Overall, this is good dog food for Huskies that are house pets rather than racing dogs.
- Just the right protein content for active Huskies
- Omega-3 fatty acids to reduce the risk of hypothyroidism
- Carrots and blueberries support eye health of your Husky
- Supplements, vitamins, and minerals included
- Doesn’t contain chondroitin or glucosamine
- Caloric content is a little low for the Husky’s needs
#7 Wellness CORE RawRev Grain-Free Original Recipe with Freeze-Dried Turkey Dry Dog Food
Wellness CORE offers a wide variety of dog food recipes to fill the different nutritional needs of dogs. The brand’s RawRev line, for instance, includes freeze-dried meats for an additional protein boost.
With 36% protein, this particular dog food recipe has deboned turkey as its main meat. Turkey provides high-quality protein and fatty acids, which is beneficial for active Huskies. Freeze-dried turkey increases the recipe’s protein content, making this dog food a good choice even for a working Husky.

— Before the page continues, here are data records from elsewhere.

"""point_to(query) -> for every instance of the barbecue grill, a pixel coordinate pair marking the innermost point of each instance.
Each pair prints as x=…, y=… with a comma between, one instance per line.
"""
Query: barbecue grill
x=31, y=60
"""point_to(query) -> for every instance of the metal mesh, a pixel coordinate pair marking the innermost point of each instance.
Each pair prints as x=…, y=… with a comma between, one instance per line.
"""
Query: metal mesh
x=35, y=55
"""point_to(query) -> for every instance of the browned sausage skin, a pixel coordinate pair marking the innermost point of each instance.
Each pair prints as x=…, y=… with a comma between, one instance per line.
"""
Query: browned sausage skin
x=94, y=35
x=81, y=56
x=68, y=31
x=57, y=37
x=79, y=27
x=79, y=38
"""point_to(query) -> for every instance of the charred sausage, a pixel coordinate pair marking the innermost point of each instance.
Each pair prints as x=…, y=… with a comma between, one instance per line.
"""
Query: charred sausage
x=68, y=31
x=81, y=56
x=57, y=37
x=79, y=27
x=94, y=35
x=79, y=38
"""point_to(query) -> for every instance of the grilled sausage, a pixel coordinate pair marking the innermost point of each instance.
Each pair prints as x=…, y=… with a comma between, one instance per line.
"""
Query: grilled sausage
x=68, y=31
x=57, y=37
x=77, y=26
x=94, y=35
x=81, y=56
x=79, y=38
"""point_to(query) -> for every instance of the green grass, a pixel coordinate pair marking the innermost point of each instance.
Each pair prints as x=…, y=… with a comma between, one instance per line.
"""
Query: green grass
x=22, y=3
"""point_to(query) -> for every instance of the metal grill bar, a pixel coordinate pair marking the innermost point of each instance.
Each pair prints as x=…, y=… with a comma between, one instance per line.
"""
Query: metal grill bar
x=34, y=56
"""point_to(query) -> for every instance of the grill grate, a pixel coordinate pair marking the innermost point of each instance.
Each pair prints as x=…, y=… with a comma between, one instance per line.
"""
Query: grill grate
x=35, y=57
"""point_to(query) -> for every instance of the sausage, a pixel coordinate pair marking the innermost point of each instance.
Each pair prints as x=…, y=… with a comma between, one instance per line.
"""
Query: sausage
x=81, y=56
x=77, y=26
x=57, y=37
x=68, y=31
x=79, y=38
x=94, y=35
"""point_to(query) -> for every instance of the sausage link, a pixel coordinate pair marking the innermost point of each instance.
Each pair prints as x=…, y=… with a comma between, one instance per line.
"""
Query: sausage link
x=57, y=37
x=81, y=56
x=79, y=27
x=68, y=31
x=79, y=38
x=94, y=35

Glucosamine and chondroitin are also included in this dog food, so it can improve the joint strength of your Husky.
This recipe also has a good fat content of 16% from chicken fat, salmon oil, and ground flax seed. Fatty acids from these ingredients help keep the Husky’s coat shiny and healthy.
This dog food packed with vitamins and minerals, thanks to chicken liver, broccoli, carrots, blueberries, and kale. These ingredients help boost eye health, reducing the risk for eye problems for your Husky.
Though it’s on the low end for the protein requirements for a working Husky, I recommend this dog food recipe for more active Huskies. It’s a little more expensive than most of the other dog food options listed here, but all that nutrition is worth the investment.
- Freeze-dried turkey bits for added protein
- Glucosamine and chondroitin for Husky’s joint strength
- Chicken liver is rich in vitamins A and D
- Broccoli, carrots, sweet potatoes, and kale for eye health
- Rich in omega-3 and 6 fatty acids keep the coat shiny
- More expensive compared to other brands
My top recommendation for the best dog food for Siberian Huskies nutritionally is Orijen Dry Dog Food. However, it is very pricey, so if you are looking for a quality dog food that is more affordable, go with The Honest Kitchen.
Blue Buffalo is also a great option if you are on a budget, but bear in mind that your Husky will need to eat 3 cups to get her daily calorie intake.
EVO is another good choice (with a mid-range price), but it does contain ingredients which may cause an allergic reaction in some Huskies.